In other words, `cut` produces bins of equal length, while `qcut` produces bins of equal size.
> ## The cut function
Suppose we have the ages of a group of people:\
**ages** = `[20, 22, 25, 27, 21, 23, 37, 31, 61, 45, 41, 32, 101]`\
If we want to discretize this list into "18 to 25", "25 to 35", "35 to 60", and "60 and above", we can use the `cut` function:
```python
bins = [18, 25, 35, 60, 100]
cats = pd.cut(ages, bins)
cats
output:
[(18, 25], (18, 25], (18, 25], (25, 35], (18, 25], ..., (60, 100], (35, 60], (35, 60], (25, 35], NaN]
Length: 13
Categories (4, interval[int64]): [(18, 25] < (25, 35] < (35, 60] < (60, 100]]
```
The first list shows which bin each age falls into.
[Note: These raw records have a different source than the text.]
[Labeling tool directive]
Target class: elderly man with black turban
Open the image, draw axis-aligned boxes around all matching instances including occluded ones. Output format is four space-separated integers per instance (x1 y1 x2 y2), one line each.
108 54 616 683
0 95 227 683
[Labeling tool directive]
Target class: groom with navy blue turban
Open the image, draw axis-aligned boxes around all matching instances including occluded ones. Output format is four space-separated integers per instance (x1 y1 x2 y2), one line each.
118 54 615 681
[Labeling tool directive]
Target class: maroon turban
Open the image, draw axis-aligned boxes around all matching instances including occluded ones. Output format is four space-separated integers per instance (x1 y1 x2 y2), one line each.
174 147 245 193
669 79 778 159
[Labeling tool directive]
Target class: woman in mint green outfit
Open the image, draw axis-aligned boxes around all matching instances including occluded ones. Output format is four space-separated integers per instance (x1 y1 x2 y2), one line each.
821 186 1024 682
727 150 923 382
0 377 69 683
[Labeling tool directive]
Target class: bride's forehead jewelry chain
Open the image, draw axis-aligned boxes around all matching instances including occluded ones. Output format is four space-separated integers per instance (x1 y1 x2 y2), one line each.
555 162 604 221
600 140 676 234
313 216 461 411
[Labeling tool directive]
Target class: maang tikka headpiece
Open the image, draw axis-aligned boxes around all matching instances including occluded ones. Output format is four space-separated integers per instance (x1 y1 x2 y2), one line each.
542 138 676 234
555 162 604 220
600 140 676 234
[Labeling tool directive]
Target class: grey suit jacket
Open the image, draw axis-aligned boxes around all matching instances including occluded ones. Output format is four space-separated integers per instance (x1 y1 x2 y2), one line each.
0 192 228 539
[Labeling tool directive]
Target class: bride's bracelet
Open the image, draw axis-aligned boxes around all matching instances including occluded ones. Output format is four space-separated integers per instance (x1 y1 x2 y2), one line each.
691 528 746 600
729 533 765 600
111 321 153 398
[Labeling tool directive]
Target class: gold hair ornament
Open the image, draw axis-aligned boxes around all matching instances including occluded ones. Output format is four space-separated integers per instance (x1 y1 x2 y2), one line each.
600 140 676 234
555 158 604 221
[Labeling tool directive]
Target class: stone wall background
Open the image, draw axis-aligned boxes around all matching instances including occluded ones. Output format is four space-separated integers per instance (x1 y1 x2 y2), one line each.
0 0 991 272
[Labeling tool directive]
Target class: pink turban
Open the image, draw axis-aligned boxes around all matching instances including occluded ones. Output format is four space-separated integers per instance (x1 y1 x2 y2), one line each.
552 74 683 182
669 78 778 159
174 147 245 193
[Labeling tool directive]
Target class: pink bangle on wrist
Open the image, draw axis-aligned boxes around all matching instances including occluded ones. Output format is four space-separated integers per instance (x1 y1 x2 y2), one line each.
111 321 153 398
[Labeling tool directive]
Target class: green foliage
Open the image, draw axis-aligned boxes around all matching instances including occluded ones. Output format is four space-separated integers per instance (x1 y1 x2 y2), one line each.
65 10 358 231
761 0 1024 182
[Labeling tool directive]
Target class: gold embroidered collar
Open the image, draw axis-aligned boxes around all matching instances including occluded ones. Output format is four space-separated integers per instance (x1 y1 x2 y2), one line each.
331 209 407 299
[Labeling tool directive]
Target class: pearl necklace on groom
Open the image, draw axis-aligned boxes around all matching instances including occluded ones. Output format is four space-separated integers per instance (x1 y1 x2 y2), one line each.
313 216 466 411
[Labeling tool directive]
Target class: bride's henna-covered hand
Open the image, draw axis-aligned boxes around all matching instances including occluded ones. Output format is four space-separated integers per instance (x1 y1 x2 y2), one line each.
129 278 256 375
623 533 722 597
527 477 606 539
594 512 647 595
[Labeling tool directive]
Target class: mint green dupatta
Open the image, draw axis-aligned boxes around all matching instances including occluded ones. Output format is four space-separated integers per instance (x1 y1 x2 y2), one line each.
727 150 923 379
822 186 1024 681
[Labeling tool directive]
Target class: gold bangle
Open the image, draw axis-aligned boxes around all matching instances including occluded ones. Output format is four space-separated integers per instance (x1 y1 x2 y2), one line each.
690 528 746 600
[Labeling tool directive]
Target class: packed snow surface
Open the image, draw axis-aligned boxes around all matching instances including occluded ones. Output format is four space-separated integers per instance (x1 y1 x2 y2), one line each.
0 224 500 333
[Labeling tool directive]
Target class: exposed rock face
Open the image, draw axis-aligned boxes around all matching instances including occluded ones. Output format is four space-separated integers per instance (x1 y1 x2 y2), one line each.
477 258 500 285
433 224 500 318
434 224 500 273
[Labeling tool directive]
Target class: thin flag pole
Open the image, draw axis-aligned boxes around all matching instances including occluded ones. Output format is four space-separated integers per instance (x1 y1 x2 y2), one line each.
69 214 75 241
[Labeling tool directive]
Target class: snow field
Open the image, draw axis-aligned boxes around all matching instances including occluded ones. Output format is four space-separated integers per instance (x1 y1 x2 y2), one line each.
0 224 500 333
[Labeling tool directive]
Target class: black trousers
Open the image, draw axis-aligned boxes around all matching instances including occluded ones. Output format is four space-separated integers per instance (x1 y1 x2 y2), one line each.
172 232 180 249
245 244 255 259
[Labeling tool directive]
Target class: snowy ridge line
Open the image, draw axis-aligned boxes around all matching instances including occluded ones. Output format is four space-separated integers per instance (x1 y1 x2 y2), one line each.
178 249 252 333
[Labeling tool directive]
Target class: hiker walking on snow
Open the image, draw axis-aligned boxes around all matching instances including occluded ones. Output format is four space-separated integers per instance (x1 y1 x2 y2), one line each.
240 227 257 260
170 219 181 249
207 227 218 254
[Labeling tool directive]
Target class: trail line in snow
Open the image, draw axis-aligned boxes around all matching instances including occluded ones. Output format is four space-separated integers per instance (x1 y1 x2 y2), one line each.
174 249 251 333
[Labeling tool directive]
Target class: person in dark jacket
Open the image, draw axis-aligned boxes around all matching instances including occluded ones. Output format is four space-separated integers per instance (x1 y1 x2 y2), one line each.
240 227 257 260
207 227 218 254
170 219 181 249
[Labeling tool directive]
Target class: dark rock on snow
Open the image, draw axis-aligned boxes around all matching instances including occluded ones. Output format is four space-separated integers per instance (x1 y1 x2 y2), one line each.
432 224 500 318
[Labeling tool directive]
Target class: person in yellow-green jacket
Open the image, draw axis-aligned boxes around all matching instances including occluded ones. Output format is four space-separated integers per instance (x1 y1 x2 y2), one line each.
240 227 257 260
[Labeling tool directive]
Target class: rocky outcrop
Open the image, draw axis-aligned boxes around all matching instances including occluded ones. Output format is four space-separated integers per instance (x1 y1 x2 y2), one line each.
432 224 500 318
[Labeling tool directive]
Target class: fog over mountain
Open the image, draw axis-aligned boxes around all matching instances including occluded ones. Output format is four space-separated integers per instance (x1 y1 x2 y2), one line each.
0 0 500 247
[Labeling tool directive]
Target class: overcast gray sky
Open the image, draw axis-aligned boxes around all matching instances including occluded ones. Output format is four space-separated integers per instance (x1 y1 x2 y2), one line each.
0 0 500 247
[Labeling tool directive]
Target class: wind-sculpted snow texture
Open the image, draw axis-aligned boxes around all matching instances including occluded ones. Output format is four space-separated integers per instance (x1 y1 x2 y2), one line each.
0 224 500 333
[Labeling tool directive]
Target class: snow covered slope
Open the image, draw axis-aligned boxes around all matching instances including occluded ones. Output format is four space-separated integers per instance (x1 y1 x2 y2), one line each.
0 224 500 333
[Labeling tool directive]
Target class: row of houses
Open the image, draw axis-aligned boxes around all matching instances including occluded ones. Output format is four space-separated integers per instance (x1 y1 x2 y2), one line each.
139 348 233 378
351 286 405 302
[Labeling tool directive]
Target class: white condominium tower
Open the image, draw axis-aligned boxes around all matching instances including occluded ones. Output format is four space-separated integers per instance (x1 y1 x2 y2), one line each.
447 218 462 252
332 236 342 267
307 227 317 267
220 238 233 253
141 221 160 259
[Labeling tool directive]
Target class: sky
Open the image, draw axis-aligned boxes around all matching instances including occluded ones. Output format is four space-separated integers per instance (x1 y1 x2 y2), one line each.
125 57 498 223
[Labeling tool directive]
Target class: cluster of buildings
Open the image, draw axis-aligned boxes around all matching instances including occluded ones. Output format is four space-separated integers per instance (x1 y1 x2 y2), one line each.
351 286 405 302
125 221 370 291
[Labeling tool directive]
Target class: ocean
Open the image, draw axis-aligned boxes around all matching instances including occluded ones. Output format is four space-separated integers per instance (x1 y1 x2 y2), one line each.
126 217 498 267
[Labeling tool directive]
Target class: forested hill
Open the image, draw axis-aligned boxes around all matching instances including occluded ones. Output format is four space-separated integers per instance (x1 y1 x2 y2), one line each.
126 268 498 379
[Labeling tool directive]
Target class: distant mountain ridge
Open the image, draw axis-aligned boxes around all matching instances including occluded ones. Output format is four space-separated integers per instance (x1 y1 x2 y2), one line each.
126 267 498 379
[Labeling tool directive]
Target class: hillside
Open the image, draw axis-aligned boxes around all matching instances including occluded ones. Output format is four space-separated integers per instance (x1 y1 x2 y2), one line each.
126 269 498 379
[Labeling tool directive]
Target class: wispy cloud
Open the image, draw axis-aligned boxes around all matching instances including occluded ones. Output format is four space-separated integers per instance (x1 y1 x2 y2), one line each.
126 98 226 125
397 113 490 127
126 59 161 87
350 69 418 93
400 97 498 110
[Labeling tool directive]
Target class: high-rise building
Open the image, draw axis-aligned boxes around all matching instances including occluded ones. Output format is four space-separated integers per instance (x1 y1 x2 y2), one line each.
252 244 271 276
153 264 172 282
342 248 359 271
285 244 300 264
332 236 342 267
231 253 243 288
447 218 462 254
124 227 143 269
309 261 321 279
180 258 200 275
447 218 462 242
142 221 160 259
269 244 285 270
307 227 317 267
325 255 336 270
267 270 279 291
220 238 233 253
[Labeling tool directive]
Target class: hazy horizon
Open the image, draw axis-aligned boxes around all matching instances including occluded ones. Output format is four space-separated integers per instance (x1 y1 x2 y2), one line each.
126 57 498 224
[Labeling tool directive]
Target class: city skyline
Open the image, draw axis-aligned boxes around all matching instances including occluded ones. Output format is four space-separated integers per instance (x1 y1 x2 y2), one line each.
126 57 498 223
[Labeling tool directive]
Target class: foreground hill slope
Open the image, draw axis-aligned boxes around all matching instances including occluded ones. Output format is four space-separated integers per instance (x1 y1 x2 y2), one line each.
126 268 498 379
Values outside the bins become `NaN`. `cats` has two attributes:
```python
cats.labels
output:
array([ 0,  0,  0,  1,  0,  0,  2,  1,  3,  2,  2,  1, -1], dtype=int8)
```
We can also assign labels to each range, for example:
```python
group_names = ['Youth', 'YoungAdult', 'MiddleAged', 'Senior']
pd.cut(ages, bins, labels=group_names)
output:
[Youth, Youth, Youth, YoungAdult, Youth, ..., Senior, MiddleAged, MiddleAged, YoungAdult, NaN]
Length: 13
Categories (4, object): [MiddleAged < Senior < YoungAdult < Youth]
```
> ## The qcut function
```python
data = np.random.randn(1000) # Gaussian distribution
cats = pd.qcut(data, 4) # Bin by quartiles; you can also pass [0, .25, .5, .75, 1.]
cats
output:
[(0.624, 3.928], (-0.691, -0.0144], (-0.691, -0.0144], (-0.0144, 0.624], (0.624, 3.928], ..., (-0.0144, 0.624], (-0.0144, 0.624], [-2.949, -0.691], (-0.0144, 0.624], (0.624, 3.928]] Length: 1000 Categories (4, object): [[-2.949, -0.691] < (-0.691, -0.0144] < (-0.0144, 0.624] < (0.624, 3.928]]
pd.value_counts(cats) # Count the number of values in each bin
output:
(0.624, 3.928]       250 
(-0.0144, 0.624]     250 
(-0.691, -0.0144]    250 
[-2.949, -0.691]     250 
dtype: int64
```
You'll notice that `qcut` distributes all values evenly. If you don't want quartiles, you can pass your own list — any values between 0 and 1 will work, for example `[0, 0.1, 0.5, 0.9, 1.]`.